インターネットでニュースを見ていた黄之鋒(ジョシュア・ウォン)はわが目を疑った。もっともニュースに取り上げられるのは慣れっこだ。何しろ彼は2014年に香港で起きた民主化運動「雨傘革命」の発起人の1人。当時はまだ17歳だった。


共和党のマルコ・ルビオ上院議員ら超党派の米議員団が2月初め、21歳になった黄と彼の同志をノーベル平和賞の候補に推薦した。長年イギリスの統治下で自由と繁栄を享受し、今は中国の特別行政区となった香港。その香港の自由を守ろうとした黄らの非暴力の運動を、今こそ再評価すべきだというのだ。


1997年にイギリスが中国に香港を返還したとき、中国は本土と異なる政治・経済制度を今後50年間維持し、高度な自治を認めると約束した。いわゆる「1国2制度」である。

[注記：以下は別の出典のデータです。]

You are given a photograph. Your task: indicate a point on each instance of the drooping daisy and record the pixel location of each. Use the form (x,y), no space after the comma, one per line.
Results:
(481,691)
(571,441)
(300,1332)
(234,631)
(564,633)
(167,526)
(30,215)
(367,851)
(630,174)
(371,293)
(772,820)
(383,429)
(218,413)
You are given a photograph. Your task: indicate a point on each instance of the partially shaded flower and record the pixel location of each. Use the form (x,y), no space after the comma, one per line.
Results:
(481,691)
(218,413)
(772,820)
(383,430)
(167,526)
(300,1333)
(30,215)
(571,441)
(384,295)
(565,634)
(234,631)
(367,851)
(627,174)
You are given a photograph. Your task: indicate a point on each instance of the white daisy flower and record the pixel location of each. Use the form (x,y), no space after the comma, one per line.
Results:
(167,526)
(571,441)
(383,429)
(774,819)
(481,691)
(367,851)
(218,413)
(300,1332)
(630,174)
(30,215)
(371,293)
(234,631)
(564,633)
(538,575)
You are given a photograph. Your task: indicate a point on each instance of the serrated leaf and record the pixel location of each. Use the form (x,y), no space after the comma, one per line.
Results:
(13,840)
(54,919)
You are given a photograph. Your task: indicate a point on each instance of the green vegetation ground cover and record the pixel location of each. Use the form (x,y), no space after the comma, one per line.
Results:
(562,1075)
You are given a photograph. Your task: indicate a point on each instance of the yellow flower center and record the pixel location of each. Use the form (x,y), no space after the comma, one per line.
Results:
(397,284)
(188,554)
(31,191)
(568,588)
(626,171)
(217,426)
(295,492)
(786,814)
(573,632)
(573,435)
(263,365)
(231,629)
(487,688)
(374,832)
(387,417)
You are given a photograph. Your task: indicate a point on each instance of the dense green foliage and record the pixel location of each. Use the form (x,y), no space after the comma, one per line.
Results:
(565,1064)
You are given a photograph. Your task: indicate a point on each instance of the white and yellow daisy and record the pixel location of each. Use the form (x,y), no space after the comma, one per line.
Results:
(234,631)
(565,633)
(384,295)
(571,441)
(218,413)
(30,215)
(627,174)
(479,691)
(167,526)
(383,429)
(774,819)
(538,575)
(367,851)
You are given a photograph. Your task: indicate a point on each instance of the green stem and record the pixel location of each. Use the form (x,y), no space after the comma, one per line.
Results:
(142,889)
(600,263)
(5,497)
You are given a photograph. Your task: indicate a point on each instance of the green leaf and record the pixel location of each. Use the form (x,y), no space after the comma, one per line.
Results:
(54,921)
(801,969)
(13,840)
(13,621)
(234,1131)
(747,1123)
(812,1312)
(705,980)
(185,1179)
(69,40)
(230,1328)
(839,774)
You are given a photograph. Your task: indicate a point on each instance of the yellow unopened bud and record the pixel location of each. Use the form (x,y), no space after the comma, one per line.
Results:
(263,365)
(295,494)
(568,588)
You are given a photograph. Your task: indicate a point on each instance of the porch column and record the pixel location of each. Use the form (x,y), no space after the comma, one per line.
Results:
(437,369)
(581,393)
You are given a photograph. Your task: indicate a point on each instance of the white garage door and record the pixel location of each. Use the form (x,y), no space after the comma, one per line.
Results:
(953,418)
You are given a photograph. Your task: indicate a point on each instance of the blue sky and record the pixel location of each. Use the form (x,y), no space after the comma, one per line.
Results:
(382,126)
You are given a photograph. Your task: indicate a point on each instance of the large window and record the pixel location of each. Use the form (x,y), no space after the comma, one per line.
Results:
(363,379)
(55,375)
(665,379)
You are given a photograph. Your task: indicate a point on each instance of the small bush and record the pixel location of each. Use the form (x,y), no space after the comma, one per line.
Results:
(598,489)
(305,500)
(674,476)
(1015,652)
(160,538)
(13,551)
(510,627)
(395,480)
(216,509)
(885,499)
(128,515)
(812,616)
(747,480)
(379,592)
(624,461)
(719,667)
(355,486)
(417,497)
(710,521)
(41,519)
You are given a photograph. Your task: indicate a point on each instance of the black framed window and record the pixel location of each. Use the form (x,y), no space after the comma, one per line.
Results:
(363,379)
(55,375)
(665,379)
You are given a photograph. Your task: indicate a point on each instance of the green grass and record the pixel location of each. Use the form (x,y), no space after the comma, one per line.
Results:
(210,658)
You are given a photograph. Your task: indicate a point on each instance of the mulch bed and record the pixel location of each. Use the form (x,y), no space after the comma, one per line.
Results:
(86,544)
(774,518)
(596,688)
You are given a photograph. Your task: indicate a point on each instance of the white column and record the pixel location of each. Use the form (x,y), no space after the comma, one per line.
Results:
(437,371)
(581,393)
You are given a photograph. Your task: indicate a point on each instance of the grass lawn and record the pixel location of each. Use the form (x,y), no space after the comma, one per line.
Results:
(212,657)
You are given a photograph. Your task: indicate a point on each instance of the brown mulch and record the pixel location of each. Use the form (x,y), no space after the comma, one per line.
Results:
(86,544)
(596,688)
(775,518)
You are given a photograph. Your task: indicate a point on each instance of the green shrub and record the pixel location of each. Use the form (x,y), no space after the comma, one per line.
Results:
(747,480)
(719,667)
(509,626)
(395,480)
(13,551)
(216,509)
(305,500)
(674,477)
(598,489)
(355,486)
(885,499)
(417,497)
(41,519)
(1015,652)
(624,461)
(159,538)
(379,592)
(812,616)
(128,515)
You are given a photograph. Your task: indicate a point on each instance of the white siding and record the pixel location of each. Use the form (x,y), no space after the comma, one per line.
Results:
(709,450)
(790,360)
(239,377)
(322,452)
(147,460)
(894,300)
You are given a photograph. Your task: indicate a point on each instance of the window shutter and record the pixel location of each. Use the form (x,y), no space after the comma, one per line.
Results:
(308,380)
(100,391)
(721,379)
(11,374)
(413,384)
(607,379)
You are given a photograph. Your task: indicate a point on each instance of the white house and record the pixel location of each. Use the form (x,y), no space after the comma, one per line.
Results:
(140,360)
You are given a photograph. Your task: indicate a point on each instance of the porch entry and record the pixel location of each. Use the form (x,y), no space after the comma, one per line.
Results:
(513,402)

このとき普通選挙の実施も約束されたが、20年たった今も香港の有権者は形ばかりの民主主義の下に置かれ、中国共産党のお墨付きを得た候補者の中から投票先を選ぶしかない。


「1国2制度というより、1国1.5制度だ」と、黄は言う。「その0.5もどんどん縮小し、完全に中国の支配下に置かれようとしている」


14年秋、何万もの人々が民主的な選挙の実施を求めて香港中心部の主要な道路に居座った。参加者の多くが警察の催涙スプレーを避けるために雨傘を持ったことから、この運動は雨傘革命と呼ばれるようになった。79日間続いた占拠は、同年12月11日、香港警察の暴力的な弾圧で幕を閉じた。


その後も黄は、「徐々に強まる中国共産党の締め付け」から香港の伝統的な自由を守るために闘い続けている。現在は民主派政党デモシストの書記長として、2047年以降の香港の自治の在り方を決める住民投票の実施を呼び掛けている。47年は、返還時の中英共同宣言と香港基本法で約束された50年間の「1国2制度」が期限を迎える年だ。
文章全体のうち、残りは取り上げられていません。